March 30, 2011 § 7 Comments

“We got three big weeks ahead of us. It’s wedding season, kid!”

“You sandbaggin’ son of a bitch!”

-Wedding Crashers (2005)


This is one of those movies that ticks all the boxes: funny boys with soft hearts (Owen Wilson and Vince Vaughn – tick), pretty girls with bizarre families (Rachel McAdams and Isla Fisher – tick), beautiful scenery and giant houses (tick). But most importantly it’s a love story and, being the hopeless romantic that I am, I need nothing more than a happy ending.



As it turns out, March – June IS wedding season for 2011. This weekend we head north to celebrate with NB’s BFF, the following we’re back in town for a local ceremony and June will bring summer promises of love for the Renovators. Add to this the recent engagement of my own brother and my heart is about to explode with love!

It’s a fun time to be a girl, when those nearest and dearest are getting married, because we get to ooh and ahh over dress designs, flower arrangements and menu plans, get wildly jealous over honeymoon destinations and enjoy all the dressing up for engagement parties, bridal showers, rehearsal dinners etc. I love it.



Last Sunday NB and I were invited to a wedding shower where I knew the bride-to-be loved food as much as I did, hence the delicious Southern barbecue that was served up for guests. The last time this couple came over for dinner I only served up store-bought ice cream for dessert, so I thought something baked and something sweet would go down quite a treat.

Sunday morning was bitterly cold, the perfect weather conditions for making biscuits. Shortbread is a fail-safe option when gifting your baked goods, not everyone likes chocolate and some may be allergic to nuts, but I have never met a pair of lips that would say no to buttery biscuits. I had a lovely bottle of local berry jam that I was eager to try and ‘With A Little Help From My Friends‘ it wasn’t long until the kitchen was filled with the aroma of warm cookies and I was swatting NB’s fingers away from the cooling rack.

Tell me Blushers, what’s your favourite wedding meal?



Strawberry-Filled Shortbread


125g (1/2cup) unsalted butter, softened

115g (1/2cup) caster sugar

2 teaspoons finely grated lemon zest

1 egg

2 cups plain flour

1 tsp baking powder

Strawberry jam

Icing sugar, to dust


Line two baking trays with baking paper. Cream the butter, sugar and lemon in a medium-sized bowl with electric beaters until pale and fluffy. The add the egg, beating until just combined.
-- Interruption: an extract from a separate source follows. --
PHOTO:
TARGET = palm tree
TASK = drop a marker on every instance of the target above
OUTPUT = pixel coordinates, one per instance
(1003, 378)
Sift in the flour and baking powder and stir with a wooden spoon until combined. Cover and refrigerate for 30minutes.

Preheat the oven to 180C 350F. Place half the dough between two sheets of baking paper and roll to 3/4 inch thick. Use a 1cm/ 1/2 inch round cookie cutter to cut out 18 circles.

Roll out second batch of dough and cut out circles, cutting out centre hole. Bake all biscuits for 8-10 minutes, then allow to cool for a few minutes before transferring to a wire rack to cool completely.

Coat base biscuit with jam and top with cut-out circles to close. Dust with icing sugar.

Midweek Casserole.

March 28, 2011 § 4 Comments

We’re sitting on the cusp of changing seasons, which is messing with my wardrobe and messing with my menu plans. One day I will be dining on goats cheese salad and felafel on the outside terrace of 300 East with friends, and the next I am snuggled up in trackpants stirring pots of soup on the stove. In times like this you have to be prepared to change dinner plans, incase the morning sun belies a much cooler evening to come.



Last Thursday the temperature dropped from up in the 80s to 49 Fahrenheit, which made the poached egg and watercress salad I had been planning on suddenly seem wildly inappropriate. With a deadline looming for the magazine, dinner had to be thrown together with half a brain.


NB went out for lemons while I fried some chicken legs in a pan with onion, garlic, sundried tomatoes and mushrooms. I’m a fan of any meal that gives the excuse to open a bottle of pinot grigio, which I liberally splashed over the chicken with a few tablespoons of pesto and covered it on a low simmer for 10 minutes.

Served with mashed potatoes and crusty bread, this is cold night cooking at its best.